The workers had unearthed a time capsule. And School of the Arts Dean Edward Hart ’88 viewed the box as a unique opportunity.
“I have a certain PT Barnum part of my personality and thought that we can make something really fun with this,” he said.
RELATED: Simons Center Set for Multimillion-Dollar Renovation
Hart told only a handful of people about the discovery and swore them all to secrecy. After some debate, it was decided the newly found time capsule would be opened and revealed on Thursday, Sept. 22, 2022, during the School of the Arts seasonal reveal and fundraising event Behind The Curtain.
Hart says there was a lot of speculation on what might be inside the mysterious metal box. “The only clue we had is the date 1977 stamped on the box,” he says. “So naturally you think it’s going to be something like platform shoes, a disco record or it could be just a big practical joke. Who knows?”

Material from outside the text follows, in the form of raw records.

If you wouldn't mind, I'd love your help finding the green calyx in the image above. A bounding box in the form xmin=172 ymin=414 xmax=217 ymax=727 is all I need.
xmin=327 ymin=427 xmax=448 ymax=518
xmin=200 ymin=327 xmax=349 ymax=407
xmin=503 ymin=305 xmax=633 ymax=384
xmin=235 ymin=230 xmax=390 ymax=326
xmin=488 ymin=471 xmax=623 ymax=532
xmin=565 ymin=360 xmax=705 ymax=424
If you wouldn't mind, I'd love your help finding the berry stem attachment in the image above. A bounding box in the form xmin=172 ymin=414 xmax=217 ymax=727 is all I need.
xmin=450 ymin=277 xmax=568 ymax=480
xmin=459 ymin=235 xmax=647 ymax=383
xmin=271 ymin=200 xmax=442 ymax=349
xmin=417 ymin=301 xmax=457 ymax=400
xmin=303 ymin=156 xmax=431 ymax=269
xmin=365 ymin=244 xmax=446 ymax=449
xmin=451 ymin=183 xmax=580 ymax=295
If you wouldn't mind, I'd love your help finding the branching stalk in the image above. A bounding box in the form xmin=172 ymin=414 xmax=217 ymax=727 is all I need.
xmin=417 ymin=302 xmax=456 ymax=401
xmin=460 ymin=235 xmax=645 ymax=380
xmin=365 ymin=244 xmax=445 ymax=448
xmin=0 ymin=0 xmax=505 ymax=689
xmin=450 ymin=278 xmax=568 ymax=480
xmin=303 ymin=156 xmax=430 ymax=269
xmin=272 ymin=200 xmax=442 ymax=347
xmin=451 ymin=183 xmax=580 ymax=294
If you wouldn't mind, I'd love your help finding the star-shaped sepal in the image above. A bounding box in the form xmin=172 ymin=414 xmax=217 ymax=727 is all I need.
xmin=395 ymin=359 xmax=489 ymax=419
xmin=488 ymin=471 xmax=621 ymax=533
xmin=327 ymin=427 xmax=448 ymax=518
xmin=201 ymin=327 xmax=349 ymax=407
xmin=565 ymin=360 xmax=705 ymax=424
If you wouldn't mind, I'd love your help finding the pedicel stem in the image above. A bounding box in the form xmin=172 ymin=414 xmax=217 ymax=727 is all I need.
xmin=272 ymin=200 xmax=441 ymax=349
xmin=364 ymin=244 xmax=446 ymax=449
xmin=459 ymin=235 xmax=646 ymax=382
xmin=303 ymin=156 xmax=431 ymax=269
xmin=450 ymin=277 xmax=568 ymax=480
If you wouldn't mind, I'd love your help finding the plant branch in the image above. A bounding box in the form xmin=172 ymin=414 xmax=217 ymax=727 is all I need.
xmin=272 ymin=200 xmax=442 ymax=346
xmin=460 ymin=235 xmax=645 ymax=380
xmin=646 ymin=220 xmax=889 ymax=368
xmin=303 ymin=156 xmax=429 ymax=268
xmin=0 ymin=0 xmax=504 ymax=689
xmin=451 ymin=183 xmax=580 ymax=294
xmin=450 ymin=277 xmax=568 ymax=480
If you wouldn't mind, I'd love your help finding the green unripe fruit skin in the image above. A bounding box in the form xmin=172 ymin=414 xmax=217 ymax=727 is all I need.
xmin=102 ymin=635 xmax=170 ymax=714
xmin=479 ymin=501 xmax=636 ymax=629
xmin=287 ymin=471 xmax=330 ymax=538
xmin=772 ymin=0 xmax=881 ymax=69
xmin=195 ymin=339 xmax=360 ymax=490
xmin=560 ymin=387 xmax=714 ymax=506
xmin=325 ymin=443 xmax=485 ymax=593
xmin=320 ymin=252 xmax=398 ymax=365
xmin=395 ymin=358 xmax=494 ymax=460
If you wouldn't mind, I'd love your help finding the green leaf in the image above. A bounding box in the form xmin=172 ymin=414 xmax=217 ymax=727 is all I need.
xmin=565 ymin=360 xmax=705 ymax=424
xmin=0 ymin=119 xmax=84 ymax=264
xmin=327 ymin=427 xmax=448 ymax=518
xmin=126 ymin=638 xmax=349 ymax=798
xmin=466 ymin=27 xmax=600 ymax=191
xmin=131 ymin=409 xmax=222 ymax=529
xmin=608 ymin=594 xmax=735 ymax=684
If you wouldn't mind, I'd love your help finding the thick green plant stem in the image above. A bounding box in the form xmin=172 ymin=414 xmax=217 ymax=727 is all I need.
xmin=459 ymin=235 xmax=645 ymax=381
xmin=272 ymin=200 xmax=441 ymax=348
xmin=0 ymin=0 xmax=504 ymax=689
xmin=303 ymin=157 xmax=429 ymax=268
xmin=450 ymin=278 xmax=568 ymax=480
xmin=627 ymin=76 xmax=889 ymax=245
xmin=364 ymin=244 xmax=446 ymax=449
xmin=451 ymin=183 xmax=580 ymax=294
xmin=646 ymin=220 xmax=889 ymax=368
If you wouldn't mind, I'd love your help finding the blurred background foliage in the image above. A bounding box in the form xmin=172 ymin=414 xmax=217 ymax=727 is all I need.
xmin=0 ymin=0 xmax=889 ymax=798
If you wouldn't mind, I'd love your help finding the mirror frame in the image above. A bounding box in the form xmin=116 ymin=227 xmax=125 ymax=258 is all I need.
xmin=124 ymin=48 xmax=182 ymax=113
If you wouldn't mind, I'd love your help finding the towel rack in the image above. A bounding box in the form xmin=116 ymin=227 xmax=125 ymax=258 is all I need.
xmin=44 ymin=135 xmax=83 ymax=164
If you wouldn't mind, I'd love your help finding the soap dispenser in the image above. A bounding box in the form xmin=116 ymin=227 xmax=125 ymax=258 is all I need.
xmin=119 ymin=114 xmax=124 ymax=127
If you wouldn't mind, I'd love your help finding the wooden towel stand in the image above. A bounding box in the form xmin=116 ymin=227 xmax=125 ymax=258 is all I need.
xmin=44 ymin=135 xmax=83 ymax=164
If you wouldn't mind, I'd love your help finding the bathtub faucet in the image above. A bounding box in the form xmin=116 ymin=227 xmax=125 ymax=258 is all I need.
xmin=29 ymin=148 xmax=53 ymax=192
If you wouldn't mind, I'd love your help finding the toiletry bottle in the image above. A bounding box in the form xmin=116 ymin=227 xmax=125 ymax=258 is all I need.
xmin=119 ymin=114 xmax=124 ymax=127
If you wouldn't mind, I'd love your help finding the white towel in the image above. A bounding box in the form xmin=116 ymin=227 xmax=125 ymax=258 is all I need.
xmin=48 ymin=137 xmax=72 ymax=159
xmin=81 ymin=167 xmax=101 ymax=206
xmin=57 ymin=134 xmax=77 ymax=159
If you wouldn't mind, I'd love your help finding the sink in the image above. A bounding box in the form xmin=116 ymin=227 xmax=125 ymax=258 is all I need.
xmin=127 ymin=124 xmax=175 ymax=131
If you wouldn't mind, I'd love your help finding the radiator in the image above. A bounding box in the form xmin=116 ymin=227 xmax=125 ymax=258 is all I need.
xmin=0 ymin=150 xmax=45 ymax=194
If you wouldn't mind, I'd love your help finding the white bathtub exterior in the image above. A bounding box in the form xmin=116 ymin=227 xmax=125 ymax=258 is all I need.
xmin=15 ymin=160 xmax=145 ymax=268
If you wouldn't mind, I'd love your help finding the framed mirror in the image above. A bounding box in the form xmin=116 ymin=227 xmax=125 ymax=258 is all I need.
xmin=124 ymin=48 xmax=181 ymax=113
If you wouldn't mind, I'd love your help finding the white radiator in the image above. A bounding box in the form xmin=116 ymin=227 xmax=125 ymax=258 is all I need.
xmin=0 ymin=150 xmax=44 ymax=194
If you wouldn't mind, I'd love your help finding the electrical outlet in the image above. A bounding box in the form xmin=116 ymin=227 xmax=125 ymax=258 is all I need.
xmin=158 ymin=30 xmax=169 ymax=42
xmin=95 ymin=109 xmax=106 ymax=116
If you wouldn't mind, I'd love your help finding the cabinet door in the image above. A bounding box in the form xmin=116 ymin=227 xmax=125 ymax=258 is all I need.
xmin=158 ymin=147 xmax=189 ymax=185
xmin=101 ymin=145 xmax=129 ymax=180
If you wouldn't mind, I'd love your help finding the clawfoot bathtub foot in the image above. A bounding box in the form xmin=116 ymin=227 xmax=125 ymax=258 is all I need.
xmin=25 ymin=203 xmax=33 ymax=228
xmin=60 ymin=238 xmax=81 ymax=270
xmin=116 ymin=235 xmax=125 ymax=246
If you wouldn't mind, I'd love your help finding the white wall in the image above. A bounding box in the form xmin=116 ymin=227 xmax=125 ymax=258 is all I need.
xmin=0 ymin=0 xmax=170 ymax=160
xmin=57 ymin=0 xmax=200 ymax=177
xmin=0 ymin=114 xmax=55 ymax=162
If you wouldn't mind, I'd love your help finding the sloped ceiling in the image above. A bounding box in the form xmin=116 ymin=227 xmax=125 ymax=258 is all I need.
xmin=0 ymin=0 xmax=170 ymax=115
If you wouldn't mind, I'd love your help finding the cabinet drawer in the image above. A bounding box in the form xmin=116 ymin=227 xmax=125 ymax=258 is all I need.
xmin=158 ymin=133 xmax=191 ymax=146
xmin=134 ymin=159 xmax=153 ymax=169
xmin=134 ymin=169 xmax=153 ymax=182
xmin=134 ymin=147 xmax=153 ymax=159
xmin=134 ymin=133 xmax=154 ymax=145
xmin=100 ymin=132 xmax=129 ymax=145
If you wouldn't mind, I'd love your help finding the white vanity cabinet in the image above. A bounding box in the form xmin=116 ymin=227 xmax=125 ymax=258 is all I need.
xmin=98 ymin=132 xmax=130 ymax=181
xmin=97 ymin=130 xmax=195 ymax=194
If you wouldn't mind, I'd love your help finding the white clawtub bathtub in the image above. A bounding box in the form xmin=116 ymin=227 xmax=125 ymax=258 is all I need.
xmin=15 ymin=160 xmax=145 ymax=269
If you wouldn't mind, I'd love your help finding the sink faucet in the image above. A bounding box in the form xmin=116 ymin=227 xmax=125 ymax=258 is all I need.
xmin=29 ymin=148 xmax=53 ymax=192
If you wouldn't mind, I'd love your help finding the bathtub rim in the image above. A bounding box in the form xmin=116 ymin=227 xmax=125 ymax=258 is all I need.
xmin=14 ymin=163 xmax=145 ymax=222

After stashing the box in his office for over 6 months, Hart finally took the stage with the time capsule on Thursday night in front of a packed crowd of hundreds of art patrons in Sottile Theatre, where students had performed piano solos and chamber music for violin, cello and piano.
As the day approached, Hart kept thinking of a similar moment in 1986 when Geraldo Rivera opened the vault of Chicago gangster Al Capone during a live two-hour primetime television special. When that vault was opened, the only things found inside were dirt and several empty bottles.
Hart hoped for a better reveal – or at least a more exciting one.
At precisely 9 p.m. the time capsule, resting on a table, rose from the orchestra pit to the main stage in the Sottile Theatre amid smoke and lights. Sculpture professor Jarod Charzewski joined Hart on stage with tools to open the copper-colored box. Also on stage was John White, dean of libraries. He wore white gloves in case artifacts needed to be gently removed.
Minutes later, the box was opened and over a dozen items were pulled from the time capsule. Objects included a College of Charleston course catalog from 1934, construction photos and blueprints of the Simons Center, a 1972 College of Charleston newsletter, a small box filled with military insignia patches, among other items.
White says the items pulled from the time capsule will be researched and eventually become part of the College of Charleston’s permanent archives.
Hart says they are considering creating a new time capsule to place in the Simons Center when renovations are complete. The big question is what should be included. Hart says it should be “something that reflects the moment and the people that were involved with the moment.”